Many of the paintings from the greatest Western artists of the era capture the buffalo and their relationship with the American Indians. Charles Russell had a special reverence for buffalo and his paintings capture the period when Indians and buffalo flourished and lived in harmony with the natural surroundings of the Western frontier. Once millions of these majestic animals roamed the Plains. Sadly in the 1870’s and 1880’s, buffalo were hunted to near extinction. Fortunately, they managed to survive, and today it is possible to view this magnificent symbol of America in a natural setting.
The left side of the receiver features magnificent artwork capturing the symbolic image of the Western Frontier – the American Buffalo.
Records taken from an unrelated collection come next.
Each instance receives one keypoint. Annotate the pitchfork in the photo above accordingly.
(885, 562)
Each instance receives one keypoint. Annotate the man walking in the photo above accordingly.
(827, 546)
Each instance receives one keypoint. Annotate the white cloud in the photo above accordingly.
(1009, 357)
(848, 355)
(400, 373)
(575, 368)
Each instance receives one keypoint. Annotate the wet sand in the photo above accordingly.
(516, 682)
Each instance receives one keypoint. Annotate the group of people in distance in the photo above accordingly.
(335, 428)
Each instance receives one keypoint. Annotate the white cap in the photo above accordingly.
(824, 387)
Featured in the center, you will find a scene of a buffalo on the run caught in the crossfire of two Indian braves, one armed with a bow and arrow and the other with a rifle. To the left of the central image, you will find a heroic buffalo in a field of clouds, symbolizing the importance of buffalo in the spiritual beliefs of American Indians.
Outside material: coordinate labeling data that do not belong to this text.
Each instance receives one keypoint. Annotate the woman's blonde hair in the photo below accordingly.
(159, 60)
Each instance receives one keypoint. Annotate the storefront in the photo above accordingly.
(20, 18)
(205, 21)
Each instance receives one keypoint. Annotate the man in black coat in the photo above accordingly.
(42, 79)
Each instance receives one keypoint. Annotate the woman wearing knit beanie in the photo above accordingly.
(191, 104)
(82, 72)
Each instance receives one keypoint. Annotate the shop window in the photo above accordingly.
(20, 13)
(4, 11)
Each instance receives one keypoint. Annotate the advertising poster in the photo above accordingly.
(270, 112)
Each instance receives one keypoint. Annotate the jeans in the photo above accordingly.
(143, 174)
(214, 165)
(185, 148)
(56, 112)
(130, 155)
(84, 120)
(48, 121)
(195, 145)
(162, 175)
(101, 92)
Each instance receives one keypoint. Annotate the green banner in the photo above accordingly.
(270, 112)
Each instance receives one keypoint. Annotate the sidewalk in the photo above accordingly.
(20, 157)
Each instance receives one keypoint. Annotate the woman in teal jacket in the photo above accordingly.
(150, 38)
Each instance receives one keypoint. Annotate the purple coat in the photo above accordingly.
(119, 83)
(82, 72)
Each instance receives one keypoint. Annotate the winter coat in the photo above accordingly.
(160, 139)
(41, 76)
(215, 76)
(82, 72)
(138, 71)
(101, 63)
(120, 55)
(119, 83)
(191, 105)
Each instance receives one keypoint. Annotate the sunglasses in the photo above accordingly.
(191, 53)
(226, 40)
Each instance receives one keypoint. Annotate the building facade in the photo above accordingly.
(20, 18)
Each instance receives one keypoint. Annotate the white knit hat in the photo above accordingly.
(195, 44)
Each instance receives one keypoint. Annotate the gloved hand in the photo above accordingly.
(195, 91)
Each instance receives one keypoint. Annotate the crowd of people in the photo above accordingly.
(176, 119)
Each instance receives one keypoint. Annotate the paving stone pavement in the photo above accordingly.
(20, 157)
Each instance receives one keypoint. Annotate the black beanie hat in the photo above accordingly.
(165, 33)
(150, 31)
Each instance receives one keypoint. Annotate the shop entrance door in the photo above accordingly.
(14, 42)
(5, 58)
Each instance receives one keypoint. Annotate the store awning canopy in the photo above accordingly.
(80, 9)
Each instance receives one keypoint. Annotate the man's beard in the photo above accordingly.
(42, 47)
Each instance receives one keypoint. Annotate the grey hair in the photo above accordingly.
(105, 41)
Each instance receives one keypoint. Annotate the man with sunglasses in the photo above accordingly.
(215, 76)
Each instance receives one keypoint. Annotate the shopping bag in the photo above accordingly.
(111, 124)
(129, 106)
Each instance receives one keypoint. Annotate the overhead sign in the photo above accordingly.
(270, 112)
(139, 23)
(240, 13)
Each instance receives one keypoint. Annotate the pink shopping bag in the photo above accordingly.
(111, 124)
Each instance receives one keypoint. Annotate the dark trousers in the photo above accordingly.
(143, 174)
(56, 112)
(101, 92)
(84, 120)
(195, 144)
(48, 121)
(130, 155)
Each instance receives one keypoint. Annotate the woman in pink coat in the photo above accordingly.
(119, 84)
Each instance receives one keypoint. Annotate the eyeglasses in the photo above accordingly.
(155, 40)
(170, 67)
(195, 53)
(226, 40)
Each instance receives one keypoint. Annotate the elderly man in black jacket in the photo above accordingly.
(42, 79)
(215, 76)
The right side of the receiver features a scene of buffalo peacefully grazing on the Western Plains, along with an Indian camp in the background, symbolizing the interrelationship between buffalo and American Indians. To the left is a close-up image of a powerful buffalo alert for encroaching danger. The Tribute’s receiver is polished and finished in 24-karat gold. The artwork is featured in nickel with the artwork images detailed in a special blackened patina for maximum contrast.